Pemerintah Tambahkan Penjelasan Soal Kritik di Pasal Penghinaan Presiden dalam RKUHP
Reporter
Dewi Nurita
Editor
Eko Ari Wibowo
Rabu, 6 Juli 2022 14:19 WIB
TEMPO.CO, Jakarta - Pemerintah memutuskan tetap memasukkan pasal penghinaan presiden dalam draf Rancangan Kitab Undang-undang Hukum Pidana (RKUHP). Wakil Menteri Hukum dan HAM Edward Omar Sharif Hiariej menyebut, pemerintah menambahkan penjelasan soal kritik guna membedakan antara penghinaan dan kritik.
"Ada tambahan penjelasan mengenai kritik terkait Pasal 218 ayat 2 yang menyangkut penyerangan harkat dan martabat presiden atau wakil presiden,” ujar Edward di Kompleks Parlemen, Senayan pada Rabu, 6 Juli 2022.

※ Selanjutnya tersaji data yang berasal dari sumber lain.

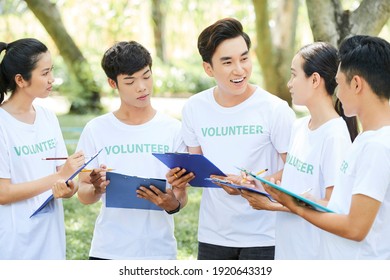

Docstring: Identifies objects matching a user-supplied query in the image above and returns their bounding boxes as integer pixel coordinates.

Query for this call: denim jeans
[198,242,275,260]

Penghinaan terhadap presiden dan wakil presiden tertuang dalam Pasal 218 hingga 220 draf Rancangan KUHP. Berikut bunyi pasal 218;
Pasal 218
1. Setiap orang yang di muka umum menyerang kehormatan atau harkat dan martabat diri Presiden atau Wakil Presiden dipidana dengan pidana penjara paling lama 3 (tiga) tahun 6 (enam) bulan atau pidana denda paling banyak kategori IV.
2. Tidak merupakan penyerangan kehormatan atau harkat dan martabat sebagaimana dimaksud pada ayat (1) jika perbuatan dilakukan untuk kepentingan umum atau pembelaan diri.
Berikut ini adalah enam poin penjelasan yang ditambahkan dalam pasal penghinaan presiden di draf RKHUP terbaru, yakni;
- Yang dimaksud dengan "dilakukan untuk kepentingan umum" adalah melindungi kepentingan masyarakat yang diungkapkan melalui hak berekspresi dan hak berdemokrasi, misalnya melalui kritik atau pendapat yang berbeda dengan kebijkan presiden dan wakil presiden.
- Kritik adalah menyampaikan pendapat terhadap kebijakan presiden dan wakil presiden yang disertai uraian dan pertimbangan baik buruk kebijakan tersebut.
- Kritik bersifat konstruktif dan sedapatnya mungkin memberikan suatu alternatif maupun solusi dan/atau dilakukan dengan cara yang objektif.
- Kritik mengandung ketidaksetujuan terhadap perbuatan kebijakan, atau tindakan presiden dan wakil presiden lainnya.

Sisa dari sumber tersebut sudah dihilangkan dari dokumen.